Several lines of evidence support the roles of UCP2 in the homeostasis of TGs (3, 4). UCP2 may participate in the regulation of lipids as fuel substrates, possibly through its function as free fatty acid transporter to facilitate high rates of lipid oxidation in mitochondrial membrane (4). In addition, UCP2 may play an indirect role in modulating free fatty acid metabolism by regulating β-cell insulin secretion (3). In addition, UCP2 could also influence plasma TG levels by its effects on central obesity, which is more metabolically active and sensitive to lipolysis (14).
We did not find relevant associations of −866G/A in women. This may be due to their lower visceral adiposity. Additionally, sex hormones have been implicated in differential expression of UCP2 (15, 16). Therefore, it should be interesting to investigate in further studies whether hormonal status (i.e., estrogens) attenuates the association of this variant with metabolic and anthropometric traits.

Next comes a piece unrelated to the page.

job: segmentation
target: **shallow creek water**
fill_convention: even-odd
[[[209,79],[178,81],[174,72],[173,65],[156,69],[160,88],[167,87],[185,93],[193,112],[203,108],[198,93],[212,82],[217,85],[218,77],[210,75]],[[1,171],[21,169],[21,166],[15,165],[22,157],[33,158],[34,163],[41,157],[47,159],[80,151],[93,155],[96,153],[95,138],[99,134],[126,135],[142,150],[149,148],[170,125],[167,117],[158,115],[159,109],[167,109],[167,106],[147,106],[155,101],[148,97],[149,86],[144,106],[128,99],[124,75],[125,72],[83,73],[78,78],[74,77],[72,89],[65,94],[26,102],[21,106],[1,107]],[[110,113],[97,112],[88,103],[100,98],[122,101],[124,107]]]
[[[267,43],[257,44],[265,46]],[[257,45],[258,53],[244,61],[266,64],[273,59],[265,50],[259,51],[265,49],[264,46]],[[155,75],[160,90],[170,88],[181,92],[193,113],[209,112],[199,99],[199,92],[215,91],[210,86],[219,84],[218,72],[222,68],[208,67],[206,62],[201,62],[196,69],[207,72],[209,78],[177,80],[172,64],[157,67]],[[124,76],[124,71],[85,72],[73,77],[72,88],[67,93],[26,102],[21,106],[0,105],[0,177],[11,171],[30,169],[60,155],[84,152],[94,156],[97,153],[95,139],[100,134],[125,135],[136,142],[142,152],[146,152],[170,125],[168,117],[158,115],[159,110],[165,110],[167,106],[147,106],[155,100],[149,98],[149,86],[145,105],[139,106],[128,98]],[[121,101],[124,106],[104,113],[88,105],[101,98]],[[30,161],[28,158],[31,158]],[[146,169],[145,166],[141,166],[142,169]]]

UCP2 −866G/A has been associated with type 2 diabetes in several studies (9, 10, 11). Recently, Bulotta et al. (17) have found that the minor allele of UCP2 −866G/A was associated with decreased risk of type 2 diabetes in whites. The finding contradicts previous results in whites and Asians (9, 10, 11). Although we found that the genetic variants correlated with significant increased risk of metabolic syndrome in Indian men, we did not find a significant association with type 2 diabetes. A much larger sample size or another study design, e.g., case-control study, may help draw definitive conclusion about the relation with type 2 diabetes in Asians. Moreover, because of the limited statistical power, especially in the subethnic groups, we cannot exclude the possibility of a false-positive association.
In summary, we found significant associations among the UCP2 −866G/A polymorphism, central adiposity, and increased risk of metabolic syndrome in Asian men. Our findings lend support to the roles of UCP2 in the development of obesity and related metabolic disorders.